深い風味があって、なのにまったく塩気を感じない。ホントに旨味だけが豆腐に足されて、しょっぱさが邪魔しない。
ヤバい。これはハマるなあ。
絹だけでは片手落ちなので、木綿豆腐でも試してみました。
個人的には絹よりも木綿派。
…どちらも旨し。
やはり店員さんのお薦めは正しいのである。
そうなると、醤油かけの王道・卵かけご飯はどれくらい旨いんだろ!?
試したくなるのが人情ってもの。
そんなわけで、続いて卵と白飯を準備しました。
では失礼して…
う・うまい…
正直、使ってる卵なんてスーパーのやっすいヤツなんだけど、この溜醤油をかけただけで高級ヨード卵にも比肩しうるくらいの至高の美味に。
うわ、こりゃすごい醤油だなあ…
ちなみにこの「尾張のたまり」は税込みで500円ちょっと。
うーん、このお金出してここまで料理がおいしくなるなら、ひと瓶ふた瓶、家に置いてあっても、いいなあ。
ちなみにこのあと家にあるいつもの醤油を使ったところ、しょっぱさに舌が痺れてどうしようもなかったのでした。
いちどでも旨いもんを口にしちゃうと、それまで食べてたものの味気無さを思い知るので悲劇だなぁ。
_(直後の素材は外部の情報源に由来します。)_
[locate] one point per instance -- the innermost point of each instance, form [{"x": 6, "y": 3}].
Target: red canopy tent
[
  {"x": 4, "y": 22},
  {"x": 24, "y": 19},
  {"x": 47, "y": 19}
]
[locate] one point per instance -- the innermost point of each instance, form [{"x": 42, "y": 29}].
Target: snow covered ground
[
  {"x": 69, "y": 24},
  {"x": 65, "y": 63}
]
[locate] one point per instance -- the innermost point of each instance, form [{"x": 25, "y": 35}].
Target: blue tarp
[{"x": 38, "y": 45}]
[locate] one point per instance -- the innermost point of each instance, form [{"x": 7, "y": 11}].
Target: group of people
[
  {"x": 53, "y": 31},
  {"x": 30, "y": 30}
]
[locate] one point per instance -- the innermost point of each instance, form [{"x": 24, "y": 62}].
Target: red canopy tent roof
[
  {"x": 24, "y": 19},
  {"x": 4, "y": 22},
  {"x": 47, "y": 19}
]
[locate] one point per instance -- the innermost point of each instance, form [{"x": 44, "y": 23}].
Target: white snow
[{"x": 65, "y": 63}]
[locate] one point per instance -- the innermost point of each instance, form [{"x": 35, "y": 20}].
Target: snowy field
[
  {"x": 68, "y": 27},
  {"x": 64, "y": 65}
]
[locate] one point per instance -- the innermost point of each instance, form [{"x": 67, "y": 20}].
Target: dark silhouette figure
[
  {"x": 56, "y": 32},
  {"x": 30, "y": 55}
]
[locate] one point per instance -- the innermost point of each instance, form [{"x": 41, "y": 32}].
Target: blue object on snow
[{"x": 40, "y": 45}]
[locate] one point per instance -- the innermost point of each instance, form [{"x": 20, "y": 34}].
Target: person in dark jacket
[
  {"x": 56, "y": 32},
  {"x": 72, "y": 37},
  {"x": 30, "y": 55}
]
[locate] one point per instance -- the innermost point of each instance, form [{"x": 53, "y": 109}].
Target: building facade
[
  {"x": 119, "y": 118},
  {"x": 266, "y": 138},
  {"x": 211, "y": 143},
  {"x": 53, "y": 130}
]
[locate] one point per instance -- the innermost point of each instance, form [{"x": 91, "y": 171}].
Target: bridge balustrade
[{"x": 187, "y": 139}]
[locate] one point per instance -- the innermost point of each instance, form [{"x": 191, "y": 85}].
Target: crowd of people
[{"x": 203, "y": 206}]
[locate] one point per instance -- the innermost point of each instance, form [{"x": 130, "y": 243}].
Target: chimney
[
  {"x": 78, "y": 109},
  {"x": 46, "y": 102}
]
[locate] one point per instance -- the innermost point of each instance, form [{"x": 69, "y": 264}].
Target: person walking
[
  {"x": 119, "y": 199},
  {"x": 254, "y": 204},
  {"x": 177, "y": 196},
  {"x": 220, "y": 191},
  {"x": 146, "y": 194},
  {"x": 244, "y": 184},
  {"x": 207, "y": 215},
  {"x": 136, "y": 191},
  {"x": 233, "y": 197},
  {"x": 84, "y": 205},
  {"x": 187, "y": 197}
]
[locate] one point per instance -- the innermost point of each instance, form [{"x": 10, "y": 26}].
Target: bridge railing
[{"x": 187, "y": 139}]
かつて大学の後輩が就職したときに職場の先輩から「お前を不幸にしてやる」と言われてチョー旨い高級店へ連れて行かれたという話を聞いたけど、その先輩の意地悪さをこんなときに思い出しますね。
舌を肥えさせるのは、不幸の始まり。
『職人醤油』で扱っている醤油は、どの銘柄も100mlの小瓶でほとんどが400~500円前後。
それでも、普段使ってるのが1リットルで200円くらいのヤツなので…価格的には25倍、か…
そりゃ美味しいわけですよね。
(とか書いちゃうとミもフタもないけど、まァ、かの三島由紀夫も「高いものが美味いものなんだ」と断言してたんだから、間違ってないだろう)
ひとつひとつは手頃な価格なので、銀座に行くときにはまた寄ってそのたびにひと瓶ずつ買うってのもアリかもね。
醤油についてもちょっと勉強できて、『職人醤油』はなかなか楽しい場所でした。
■職人醤油
※本店は群馬県前橋にあるらしい。